LLMs judged LLMs. I did a blind human evaluation on 10 scenarios (shuffled, anonymized labels) to cross-check, and the scores were similar: projection 4.85, smart cron 3.33, cron 2.38. But it’s still only one human. A beautiful human, but still.
What I didn’t expect
The interesting finding wasn’t that projection beats smart cron. It was what happened when I made smart cron smarter.
The initial version was simple: timer fires, here’s the reminder text, here are some relevant notes, compose a message. It scored 2.74. Then I gave it the full treatment: conversation history, chain-of-thought reasoning, explicit NOOP instructions, all the memory context. The kind of setup you’d build if you were really trying to make a Letta-style architecture work well.
It scored 2.59. Lower.
On the rescheduled dentist scenario (appointment moved from 10am to 2pm, old timer fires at 9:30), beefed-up smart cron NOOPs in all three runs. It sees the conversation where the user says “moved to 2pm,” concludes the 10am reminder is irrelevant, and stays silent. Technically correct (the 10am slot is cancelled) but practically wrong (the user still needs a reminder for the new time); more context without the right data structure to organize it gave the model more rope to hang itself with.
Projection doesn’t have this problem because the projection itself was updated when the rescheduling happened. The resolved_when changed from 10:00 to 14:00, and the context field says “rescheduled from 10:00.” The model doesn’t have to reconstruct what happened from conversation history; the information is already structured correctly.
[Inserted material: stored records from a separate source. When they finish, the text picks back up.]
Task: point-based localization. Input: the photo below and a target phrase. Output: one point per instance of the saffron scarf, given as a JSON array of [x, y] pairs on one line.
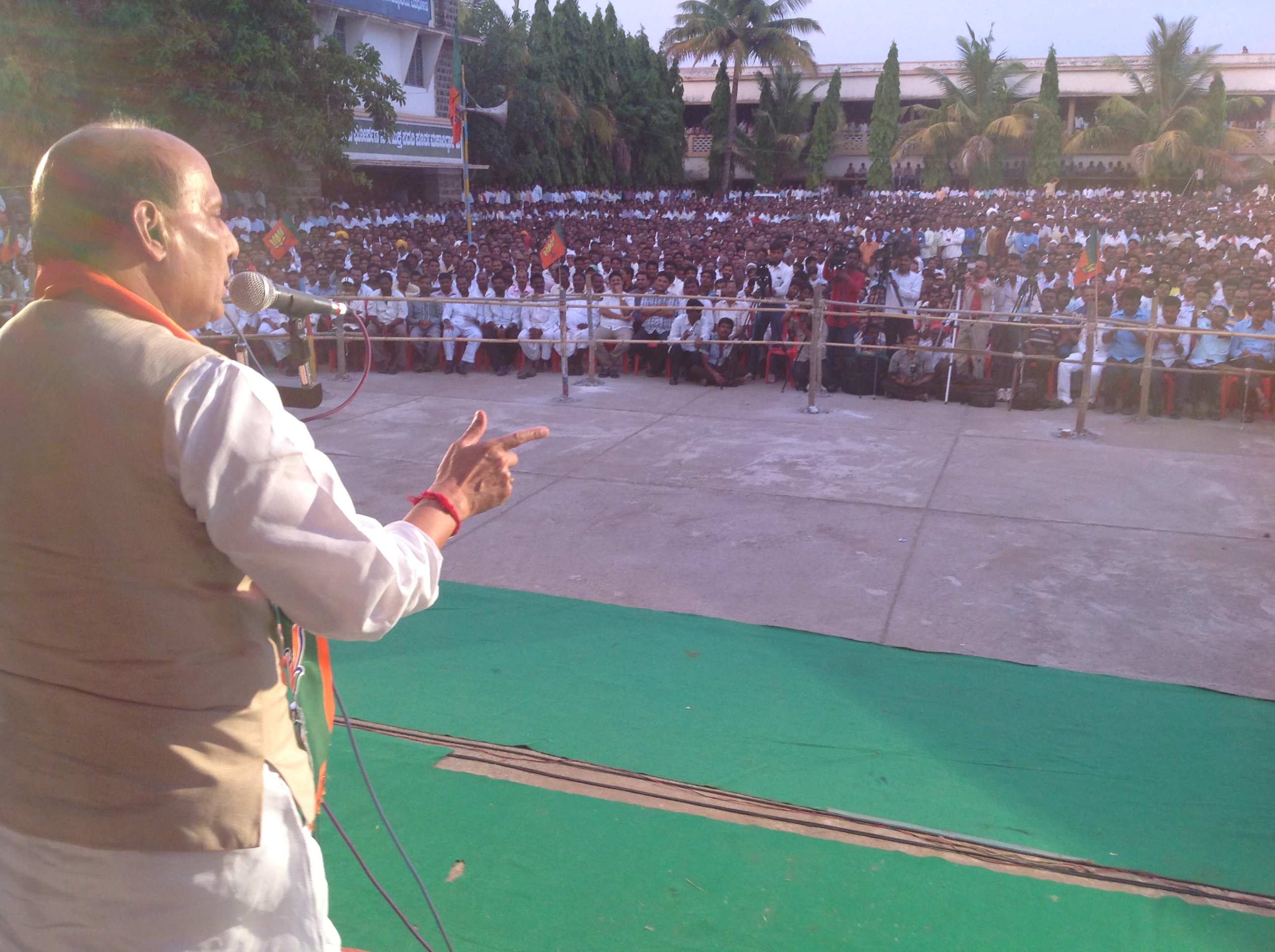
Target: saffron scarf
[[58, 278], [305, 664]]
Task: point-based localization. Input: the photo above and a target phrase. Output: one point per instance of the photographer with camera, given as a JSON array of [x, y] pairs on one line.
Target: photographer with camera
[[901, 287], [845, 292]]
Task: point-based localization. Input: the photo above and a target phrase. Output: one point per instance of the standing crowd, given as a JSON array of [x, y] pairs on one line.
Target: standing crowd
[[675, 285]]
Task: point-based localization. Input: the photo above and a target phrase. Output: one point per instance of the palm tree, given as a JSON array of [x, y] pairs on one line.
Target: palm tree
[[977, 117], [740, 31], [1163, 126], [781, 125]]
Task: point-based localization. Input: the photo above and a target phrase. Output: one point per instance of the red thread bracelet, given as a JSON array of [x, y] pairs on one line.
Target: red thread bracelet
[[444, 504]]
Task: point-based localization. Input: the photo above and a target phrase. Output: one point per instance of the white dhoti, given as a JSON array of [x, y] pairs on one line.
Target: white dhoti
[[1075, 363], [61, 897], [467, 332], [536, 350], [572, 335]]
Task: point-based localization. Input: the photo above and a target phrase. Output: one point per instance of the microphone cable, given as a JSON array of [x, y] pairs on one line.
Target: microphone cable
[[367, 367], [369, 872], [389, 829]]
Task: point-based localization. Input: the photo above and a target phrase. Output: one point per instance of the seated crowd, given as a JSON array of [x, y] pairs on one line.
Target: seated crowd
[[679, 285]]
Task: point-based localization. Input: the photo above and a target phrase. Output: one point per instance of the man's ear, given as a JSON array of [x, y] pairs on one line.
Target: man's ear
[[148, 225]]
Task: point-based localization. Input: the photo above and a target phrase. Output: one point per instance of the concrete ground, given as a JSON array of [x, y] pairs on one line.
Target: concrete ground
[[1144, 554]]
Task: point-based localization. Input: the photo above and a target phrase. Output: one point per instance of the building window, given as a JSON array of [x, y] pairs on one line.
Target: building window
[[416, 67]]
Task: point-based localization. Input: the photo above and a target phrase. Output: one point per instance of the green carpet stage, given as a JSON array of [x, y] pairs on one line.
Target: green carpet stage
[[1168, 780]]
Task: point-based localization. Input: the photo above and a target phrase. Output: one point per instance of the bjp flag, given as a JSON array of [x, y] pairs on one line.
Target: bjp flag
[[281, 238], [1091, 264], [555, 246], [455, 105]]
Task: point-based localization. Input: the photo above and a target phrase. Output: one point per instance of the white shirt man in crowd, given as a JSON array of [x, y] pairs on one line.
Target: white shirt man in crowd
[[461, 320]]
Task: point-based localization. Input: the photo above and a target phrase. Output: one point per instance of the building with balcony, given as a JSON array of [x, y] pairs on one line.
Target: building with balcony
[[1084, 82], [414, 39]]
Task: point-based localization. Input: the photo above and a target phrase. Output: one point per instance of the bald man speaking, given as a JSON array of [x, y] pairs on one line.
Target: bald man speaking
[[156, 504]]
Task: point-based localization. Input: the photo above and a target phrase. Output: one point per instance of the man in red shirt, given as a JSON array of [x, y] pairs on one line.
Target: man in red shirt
[[845, 290]]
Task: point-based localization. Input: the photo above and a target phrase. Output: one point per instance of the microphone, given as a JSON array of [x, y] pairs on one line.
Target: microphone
[[253, 291]]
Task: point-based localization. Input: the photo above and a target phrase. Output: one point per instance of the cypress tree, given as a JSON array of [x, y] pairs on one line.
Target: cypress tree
[[1047, 139], [1214, 114], [720, 118], [828, 120], [885, 124], [554, 65], [542, 76]]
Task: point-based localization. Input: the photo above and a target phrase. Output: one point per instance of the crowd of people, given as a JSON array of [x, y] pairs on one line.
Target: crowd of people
[[692, 289]]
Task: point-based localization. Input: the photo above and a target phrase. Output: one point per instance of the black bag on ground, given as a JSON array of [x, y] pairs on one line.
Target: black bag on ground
[[1027, 395]]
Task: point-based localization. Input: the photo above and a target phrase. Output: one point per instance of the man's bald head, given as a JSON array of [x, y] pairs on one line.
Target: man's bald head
[[89, 184], [141, 207]]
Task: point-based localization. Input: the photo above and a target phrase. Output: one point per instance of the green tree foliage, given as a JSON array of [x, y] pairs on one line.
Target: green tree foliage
[[884, 128], [823, 137], [781, 124], [740, 31], [1047, 141], [977, 119], [720, 121], [587, 101], [1164, 125], [243, 82]]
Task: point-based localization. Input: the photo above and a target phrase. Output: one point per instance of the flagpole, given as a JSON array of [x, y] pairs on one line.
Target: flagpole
[[464, 154]]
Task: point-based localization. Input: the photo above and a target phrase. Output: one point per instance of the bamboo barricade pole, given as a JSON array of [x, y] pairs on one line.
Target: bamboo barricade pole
[[339, 326], [817, 351], [951, 358], [567, 382], [1144, 398], [592, 379], [1087, 390]]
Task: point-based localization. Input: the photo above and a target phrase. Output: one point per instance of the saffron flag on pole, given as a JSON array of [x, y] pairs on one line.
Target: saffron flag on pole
[[554, 246], [455, 105], [1089, 266], [281, 238], [9, 246]]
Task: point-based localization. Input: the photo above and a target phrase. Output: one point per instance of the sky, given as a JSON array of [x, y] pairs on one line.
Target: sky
[[861, 32]]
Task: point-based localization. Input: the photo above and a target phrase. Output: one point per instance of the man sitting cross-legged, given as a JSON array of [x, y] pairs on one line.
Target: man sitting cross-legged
[[910, 371], [718, 362]]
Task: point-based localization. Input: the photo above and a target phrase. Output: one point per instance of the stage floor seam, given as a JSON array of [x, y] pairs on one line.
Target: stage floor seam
[[523, 765]]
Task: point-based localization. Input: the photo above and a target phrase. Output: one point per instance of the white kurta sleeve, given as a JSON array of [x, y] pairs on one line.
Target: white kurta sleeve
[[276, 506]]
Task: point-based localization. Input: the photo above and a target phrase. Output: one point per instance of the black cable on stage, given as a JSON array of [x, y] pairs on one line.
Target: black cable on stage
[[389, 828], [369, 872]]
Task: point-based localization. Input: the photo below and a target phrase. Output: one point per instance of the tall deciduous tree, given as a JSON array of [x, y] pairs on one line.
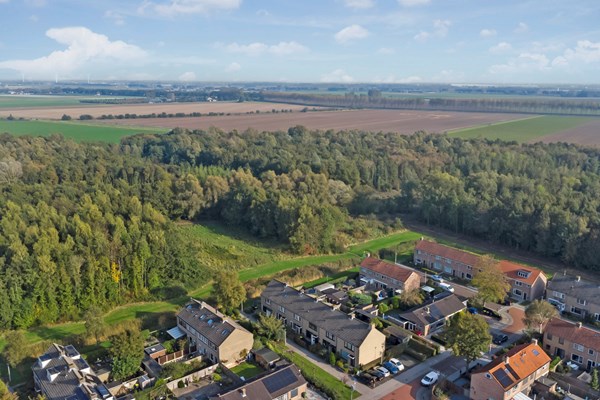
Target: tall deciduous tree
[[127, 351], [538, 313], [489, 280], [468, 335], [228, 290], [16, 349]]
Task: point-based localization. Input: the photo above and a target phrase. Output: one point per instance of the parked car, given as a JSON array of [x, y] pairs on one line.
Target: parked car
[[499, 339], [376, 373], [430, 378], [368, 379], [384, 371], [391, 367], [397, 363]]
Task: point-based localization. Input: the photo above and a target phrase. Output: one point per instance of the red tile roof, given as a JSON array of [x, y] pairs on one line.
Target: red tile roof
[[509, 268], [573, 333], [516, 365], [388, 269], [447, 252], [511, 271]]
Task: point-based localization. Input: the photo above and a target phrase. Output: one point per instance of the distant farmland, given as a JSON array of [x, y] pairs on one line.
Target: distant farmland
[[73, 130], [533, 129]]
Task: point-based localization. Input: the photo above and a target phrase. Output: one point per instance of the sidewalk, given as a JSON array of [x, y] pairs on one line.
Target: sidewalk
[[380, 391]]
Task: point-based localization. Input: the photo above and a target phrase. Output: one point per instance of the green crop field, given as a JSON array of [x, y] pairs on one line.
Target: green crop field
[[12, 101], [523, 130], [79, 132]]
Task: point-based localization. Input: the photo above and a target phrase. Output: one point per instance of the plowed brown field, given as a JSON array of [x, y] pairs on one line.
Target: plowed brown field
[[587, 134], [96, 110], [371, 120]]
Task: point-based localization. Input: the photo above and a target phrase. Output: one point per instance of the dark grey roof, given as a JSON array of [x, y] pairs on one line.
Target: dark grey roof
[[215, 326], [322, 315], [432, 312], [62, 374], [267, 354], [268, 387], [578, 288]]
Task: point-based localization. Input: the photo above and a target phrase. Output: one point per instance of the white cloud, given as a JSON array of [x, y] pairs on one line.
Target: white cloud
[[173, 8], [386, 50], [359, 4], [233, 67], [521, 28], [525, 62], [84, 49], [440, 29], [187, 76], [585, 52], [337, 76], [350, 33], [258, 48], [501, 47], [412, 3], [117, 18], [487, 33]]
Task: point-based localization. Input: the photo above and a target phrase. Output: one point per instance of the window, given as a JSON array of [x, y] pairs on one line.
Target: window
[[576, 310]]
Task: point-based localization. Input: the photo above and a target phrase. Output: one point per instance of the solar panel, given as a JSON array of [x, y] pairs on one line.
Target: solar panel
[[280, 380], [502, 376]]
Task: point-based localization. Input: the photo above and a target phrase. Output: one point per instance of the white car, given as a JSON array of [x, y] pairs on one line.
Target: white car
[[430, 378], [384, 371], [397, 363]]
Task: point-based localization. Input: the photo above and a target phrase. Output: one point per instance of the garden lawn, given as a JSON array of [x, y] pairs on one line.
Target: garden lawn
[[247, 370], [317, 376], [523, 130], [80, 132]]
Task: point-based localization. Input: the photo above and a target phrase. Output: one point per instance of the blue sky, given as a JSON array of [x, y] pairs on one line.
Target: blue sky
[[384, 41]]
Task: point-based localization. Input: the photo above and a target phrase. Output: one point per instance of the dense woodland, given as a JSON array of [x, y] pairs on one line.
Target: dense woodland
[[93, 224]]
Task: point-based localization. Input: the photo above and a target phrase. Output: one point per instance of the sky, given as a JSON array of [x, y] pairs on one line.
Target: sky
[[336, 41]]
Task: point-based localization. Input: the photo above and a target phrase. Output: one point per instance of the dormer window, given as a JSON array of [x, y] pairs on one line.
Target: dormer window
[[523, 274]]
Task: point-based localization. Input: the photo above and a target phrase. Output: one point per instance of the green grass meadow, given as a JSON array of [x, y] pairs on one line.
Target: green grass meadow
[[523, 130], [79, 132]]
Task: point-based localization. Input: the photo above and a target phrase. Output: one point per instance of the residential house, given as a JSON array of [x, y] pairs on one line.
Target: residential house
[[507, 376], [575, 295], [283, 384], [61, 373], [381, 274], [572, 341], [426, 319], [357, 342], [527, 283], [213, 334]]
What this means for framework authors
Every framework I checked (LangChain, Mem0, Letta, and Orin Labs’ entity architecture) stores what happened, and none of them have a dedicated concept for what’s expected to happen. LangChain has three memory types (semantic, episodic, procedural), all backward-looking. Mem0 calls itself a “memory layer” but has no scheduling at all; their own reminder agent uses a separate SQLite database for the actual reminders. Letta comes closest with their scheduling API, but a scheduled message is just “send this string at this time,” and while the agent can access its memory when the message fires, the message itself carries no context, no status, no dependencies.
Orin Labs has a clever approach where agents manage their own wake schedules (the agent decides when to sleep and when to wake up), but their memory is still retrospective: temporal summaries that decay in resolution over time. They don’t have a data structure for “things that haven’t happened yet.”
The piece that’s missing is small: a forward-looking memory entry with a resolution, context, status, and some basic lifecycle management. Just a new memory primitive for this very useful piece of my brain that needs some special care and attention.
The benchmark is open
The full benchmark is on GitHub: scenarios, runner, rubric, results, and the known limitations all written down. The runner supports plugging in your own generation method, so if you’re building agent memory and want to test how your architecture handles proactive activation, it’s a reasonable starting point. You should absolutely write better scenarios than I did.
The code that implements projection memory in Bryti is about 300 lines of TypeScript, nothing fancy; just store, retrieve, format, lifecycle. The hard part isn’t the code; it’s deciding that forward-looking memory is worth being a separate concept rather than just another fact in your vector store.